Unfolding against the backdrop of WWII, the film centers on a young boy named Mahito (Luca Padovan in the English dub) whose encounter with a belligerent talking heron (Robert Pattinson—say what?) leads him to a mysterious tower in the woods that serves as a gateway to a precarious shadow realm populated by man-eating parakeets, bubble-like spirits of the unborn, a pyrokinetic woman who may be Mahito’s dead mother as a child (Karen Fukuhara), and a wizened wizard (Mark Hamill) whose teetering tower of toy blocks keeps the entire dimension in-balance. Suffuse with fantastical scenarios that echo real-life dynamics in curious ways as well as mysterious and enchanting phenomena with no easy reading, the film is continually transporting the audience to the next phase of its ever-evolving dreamworld, never really allowing us to find a secure frame of reference from which to interpret everything that we see. The constant reorientation and obscure allegorizing does tend to overwhelm the storytelling, as character, relationships, story, and emotional swells are often compromised for the sake of phantasmagorical stream-of-consciousness spectacle. (I suspect there’s a cut scene or two that may exacerbate this as well.)
In the early portion of the film, which bears many biographical details, Mahito is clearly a standin for the filmmaker himself. And yet in the latter half of the film the protagonist comes to represent the viewer, with Miyazaki speaking to us through the wizard. At least that’s my take on it. After a lifetime of toil, the wizard can no longer keep up the balancing act. He realizes he must relinquish control. And besides, the blocks he uses are tainted by malice.
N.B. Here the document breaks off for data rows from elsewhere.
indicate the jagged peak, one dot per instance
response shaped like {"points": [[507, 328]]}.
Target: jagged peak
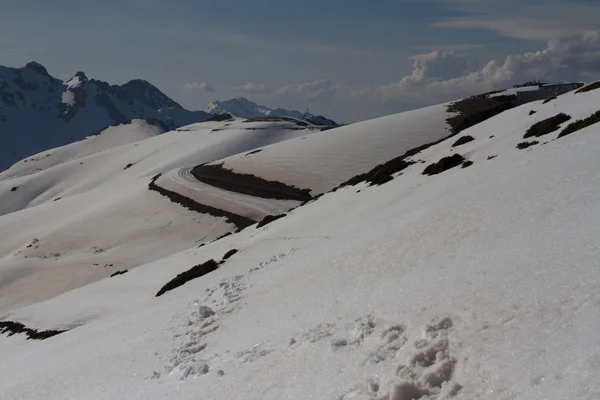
{"points": [[37, 67]]}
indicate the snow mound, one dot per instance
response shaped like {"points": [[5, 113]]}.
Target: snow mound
{"points": [[474, 283], [322, 161]]}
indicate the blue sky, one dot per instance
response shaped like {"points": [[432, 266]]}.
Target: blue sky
{"points": [[346, 59]]}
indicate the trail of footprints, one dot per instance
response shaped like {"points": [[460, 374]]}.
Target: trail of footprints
{"points": [[425, 373], [190, 359]]}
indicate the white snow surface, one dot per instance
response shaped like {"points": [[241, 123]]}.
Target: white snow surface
{"points": [[478, 283], [85, 211], [323, 161]]}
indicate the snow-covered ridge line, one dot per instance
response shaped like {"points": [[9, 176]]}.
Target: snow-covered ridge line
{"points": [[239, 221], [431, 287]]}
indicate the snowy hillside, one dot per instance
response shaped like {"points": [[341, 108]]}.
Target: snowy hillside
{"points": [[86, 209], [244, 108], [464, 268], [39, 112]]}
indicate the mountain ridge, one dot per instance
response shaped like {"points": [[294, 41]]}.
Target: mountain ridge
{"points": [[40, 112], [245, 108]]}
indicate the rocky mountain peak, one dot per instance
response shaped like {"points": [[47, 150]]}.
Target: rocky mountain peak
{"points": [[37, 67]]}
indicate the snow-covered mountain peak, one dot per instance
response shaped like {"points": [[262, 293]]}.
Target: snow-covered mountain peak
{"points": [[245, 108], [39, 112]]}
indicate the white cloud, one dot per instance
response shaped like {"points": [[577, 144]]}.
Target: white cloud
{"points": [[200, 86], [309, 90], [441, 75], [533, 20], [253, 88]]}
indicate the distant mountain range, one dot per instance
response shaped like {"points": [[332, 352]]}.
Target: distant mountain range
{"points": [[244, 108], [40, 112]]}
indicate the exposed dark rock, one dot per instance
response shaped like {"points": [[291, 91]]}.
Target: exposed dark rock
{"points": [[476, 109], [253, 152], [217, 176], [239, 221], [223, 236], [524, 145], [37, 67], [277, 119], [268, 219], [590, 87], [13, 328], [383, 173], [546, 126], [220, 118], [228, 255], [113, 111], [463, 140], [193, 273], [444, 164], [580, 124]]}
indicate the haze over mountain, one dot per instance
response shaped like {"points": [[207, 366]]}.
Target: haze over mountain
{"points": [[39, 112], [444, 253], [245, 108]]}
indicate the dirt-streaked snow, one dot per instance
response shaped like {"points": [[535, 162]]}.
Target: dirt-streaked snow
{"points": [[321, 162], [90, 213], [477, 283]]}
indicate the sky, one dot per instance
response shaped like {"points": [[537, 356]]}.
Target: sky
{"points": [[347, 59]]}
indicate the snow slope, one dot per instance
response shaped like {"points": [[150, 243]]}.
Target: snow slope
{"points": [[88, 212], [39, 112], [111, 137], [244, 108], [477, 283], [323, 161]]}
His priceless gift, a set of carefully guarded, untainted blocks, is turned down by Mahito, the heir apparent, who believes he must first be delivered from his own sinful nature.
It’s a single multifaceted element in a film defined by them, but let me offer a few interpretations: for one, Miyazaki is sorry that he never groomed a legitimate successor, for just as there is no one to replace the wizard and keep the world spinning with his imagination so there’s no one to take the reins when Miyazaki finally calls it quits. For two, he’s burdened by his legacy; by having spent a lifetime trying to create things that might endure and enrich the world out of elements “tainted by malice.” For three, he’s at least somewhat regretful over having neglected his family for the sake of his career, for the wizard is Mahito’s granduncle, who many presumed dead but who had really been hiding in his tower tinkering in his own imagination.
All of that is a lot to say about an old man after watching a two hour cartoon he made, but anyway, more than all that, I think he’s also imploring his fans not to aspire to imitation. To master themselves, which will entail discovering their own personal artistic impulses and motives and voices. There are a million ways to stack the blocks to create a world of “bounty, peace, and beauty.” Miyazaki’s method is certainly one. Maybe you can juggle them. Maybe you don’t need to use blocks at all. Maybe trying to exert too much control over a chaotic universe is not an entirely healthy way of life in the first place.
Anyway, again, that’s just one elusive, beguiling shard in a jagged mosaic. If I haven’t mentioned how the film deals with familial loss, the cruel tricks and torments of memory and conscience, the role of imagination in processing grief and the limits of its utility, the way personal traumas ripple across generations, the intrusion of greater mysteries upon the orderly and rational and mundane (the heron’s hideous human teeth, the horrifying fish chorus, the swarm of frogs), the power and purpose of art, the great hope that death is not the end—it’s because those elements are still percolating on my brain’s backburner and haven’t quite settled yet. And I kind of like it that way.
But for instance, what are we supposed to make of the silliest of all the film’s creations, the googly-eyed parakeets, being also its most savage? What about when the film’s cutest, most Ghibli-est bubble spirits are intercepted on their presumed voyage to become fleshbound souls and devoured by pelicans trapped in the netherworld with no other form of sustenance? Explanations exist—the parakeets are the thoughtless hivemind masses, or the Japanese army, or the forces of capitalism; the bubble spirits are the creative ideas of an artist that only survive out of the sheer fecundity of his mind. But we don’t need these symbols (or even the story for that matter) to map directly onto reality when they stir within us uncommon feelings, when they move us to contemplation, when they cohere with the rest of Miyazaki’s cinematic enterprise to serve the function of great art.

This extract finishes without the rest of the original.